Honestly, I made pancakes so that I would have one more way to eat strawberries. Strawberry season is in full swing in DC, whereas in Wisconsin I would have to wait until June for my favorite food. Growing up, the only thing that would get me out of bed early was strawberry picking. Before the sun even came up my mom and I would be at the strawberry patch to pick buckets upon buckets of berries. A couple years ago I also picked a dozen buckets with my dad to make into jam for wedding favors. (Note: Jam for 200 guests is a LOT of jam.) I like my strawberries. And I will never tell my parents what I pay for strawberries in DC.
Technically though this is a recipe for pancakes. Some people seem very particular about their pancakes. But this here is my favorite recipe, and so I wanted to share it with you. It’s slightly adapted from my godmother’s recipe.
When I was young my second home was at my godparent’s house. I spent countless hours running around outside there, having movie nights, and if we were lucky, pancake breakfasts. There was always something extra delicious about my godmother’s pancakes that we could never quite place a finger on. Then I stumbled across the recipe in my great-grandmother’s cookbook: Saturday Morning Pancakes, by Fred & Deb Bohl. Gotcha.
There are two main factors in what made those pancakes so good. One is that the milk was fresh, as in straight from the barn. Since I can’t exactly go out back and milk a cow in DC, I sadly cannot replicate this factor. (Skim milk works just fine!) But the big recipe surprise is that there are no eggs! The pancakes are still light, fluffy, and turn out delicious and oh so comforting.
There are a few secrets I’ve learned to making pancakes. One is to barely mix the ingredients together; overmixing will make the pancakes tough. The other is to let the batter sit for 10-15 minutes to do its thing and thicken. I do not actually add strawberries into the batter; I save them to pour over the top in a syrup. See the recipe below for a quick and easy syrup, or just top the pancakes with fresh strawberries and maple syrup, like so:
It’s really about eating more strawberries, remember? I’ve also learned that you can make pancakes a teeny bit healthier by substituting some of the regular flour for whole wheat flour (more fiber), and by using low-fat dairy (unless you can get that fresh stuff – Aunt Debbie will you ship me some?). Fruit and yogurt also add their own health benefits as toppings for pancakes. Mainly though, a tall stack of pancakes is about sharing slow, relaxing breakfasts on weekend mornings.

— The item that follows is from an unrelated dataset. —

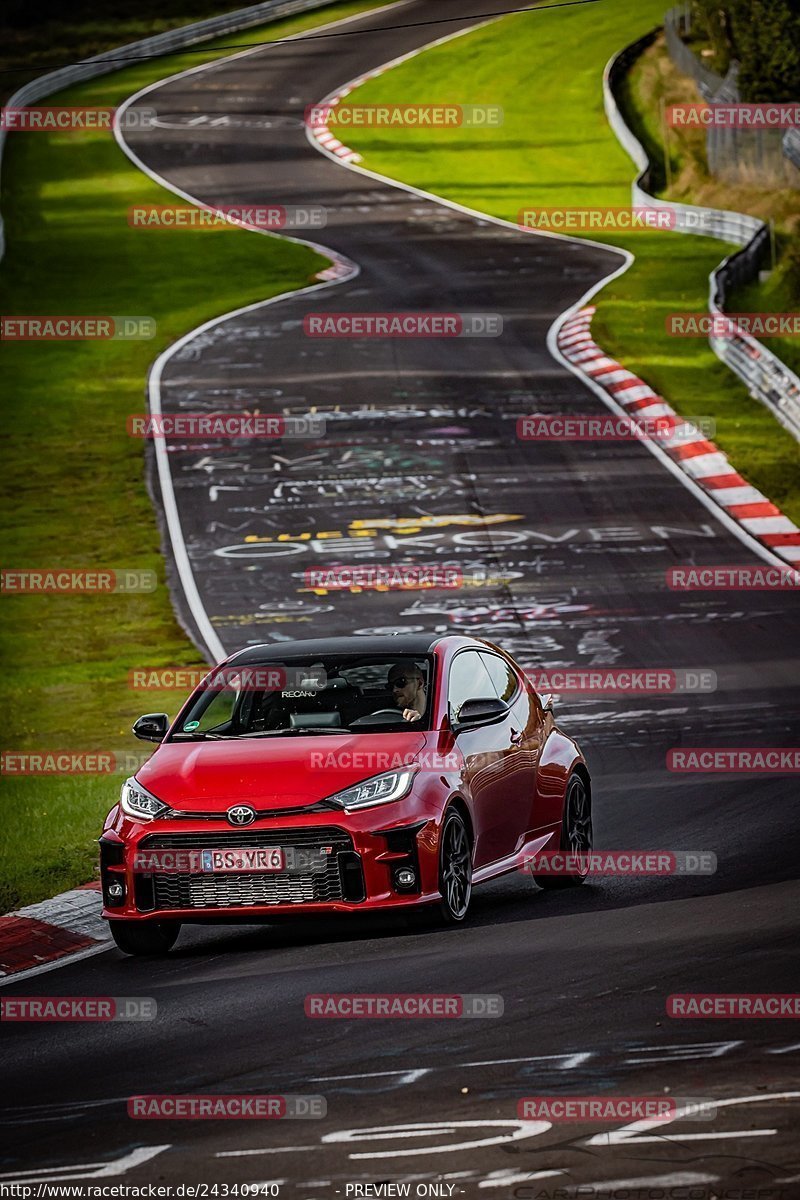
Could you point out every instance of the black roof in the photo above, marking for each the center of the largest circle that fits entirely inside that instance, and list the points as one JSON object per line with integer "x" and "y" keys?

On a side note: You may have noticed the posts slowing down a little around here. June is a bit crazy, so instead of three posts during the week it’ll be closer to one or two. I’m focusing on behind-the-scenes work a little more this month, and also get to go to the UK for 10 days at the end of June. I’ll still be bringing you delicious recipes, with more in July, so stayed tuned!
- 2 tbsp brown sugar
- 1 tbsp vegetable oil
- 1 ½ tsp baking powder
- 1 tsp vanilla extract
- 1 ½ cups skim milk
- ¾ cup white flour
- ¾ cup whole wheat flour
- 3 cups strawberries, diced
- ¼ cup sugar
- 2 tbsp lemon juice
- 2 tbsp water
- For the strawberry syrup: Place the strawberries, sugar, lemon juice, and water in a small saucepan. Bring to a simmer and cook for 10-15 minutes, stirring occasionally, until the syrup is slightly thickened and the strawberries have broken down. Set aside.

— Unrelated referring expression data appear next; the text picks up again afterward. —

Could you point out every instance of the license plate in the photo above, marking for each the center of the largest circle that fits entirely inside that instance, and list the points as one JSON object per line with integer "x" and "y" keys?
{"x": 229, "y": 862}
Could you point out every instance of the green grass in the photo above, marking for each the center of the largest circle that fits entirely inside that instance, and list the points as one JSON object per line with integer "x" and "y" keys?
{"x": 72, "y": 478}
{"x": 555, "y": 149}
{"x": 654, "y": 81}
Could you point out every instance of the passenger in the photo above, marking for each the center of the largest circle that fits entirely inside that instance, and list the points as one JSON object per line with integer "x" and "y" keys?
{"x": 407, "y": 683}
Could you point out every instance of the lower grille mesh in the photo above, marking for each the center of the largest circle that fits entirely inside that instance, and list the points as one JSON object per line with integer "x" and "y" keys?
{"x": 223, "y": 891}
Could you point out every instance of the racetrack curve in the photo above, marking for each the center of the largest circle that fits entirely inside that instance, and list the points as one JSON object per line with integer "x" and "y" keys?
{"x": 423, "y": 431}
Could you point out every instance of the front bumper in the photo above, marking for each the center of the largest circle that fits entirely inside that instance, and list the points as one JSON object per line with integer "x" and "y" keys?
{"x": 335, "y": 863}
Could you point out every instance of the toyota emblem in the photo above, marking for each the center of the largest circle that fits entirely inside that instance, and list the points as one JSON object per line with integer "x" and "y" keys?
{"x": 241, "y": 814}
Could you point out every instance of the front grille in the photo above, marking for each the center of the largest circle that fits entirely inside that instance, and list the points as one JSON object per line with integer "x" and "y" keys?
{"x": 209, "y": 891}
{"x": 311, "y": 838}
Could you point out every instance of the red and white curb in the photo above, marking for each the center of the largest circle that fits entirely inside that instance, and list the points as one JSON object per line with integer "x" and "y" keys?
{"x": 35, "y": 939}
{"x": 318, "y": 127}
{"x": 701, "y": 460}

- For the pancakes: In a large bowl, whisk together the brown sugar, oil, baking powder, vanilla, and milk. Add in both kinds of flour and whisk until just combined, being careful not to overmix. Let rest for at least 10 minutes.
- Coat a griddle or skillet with butter or cooking spray. Pour ¼ cup of batter onto the heated griddle and cook each side until lightly browned. Serve immediately, topped with strawberry syrup if desired.
- Yields 10 small pancakes.
- The strawberry syrup is good served with maple syrup as well; strawberry syrup is less sweet.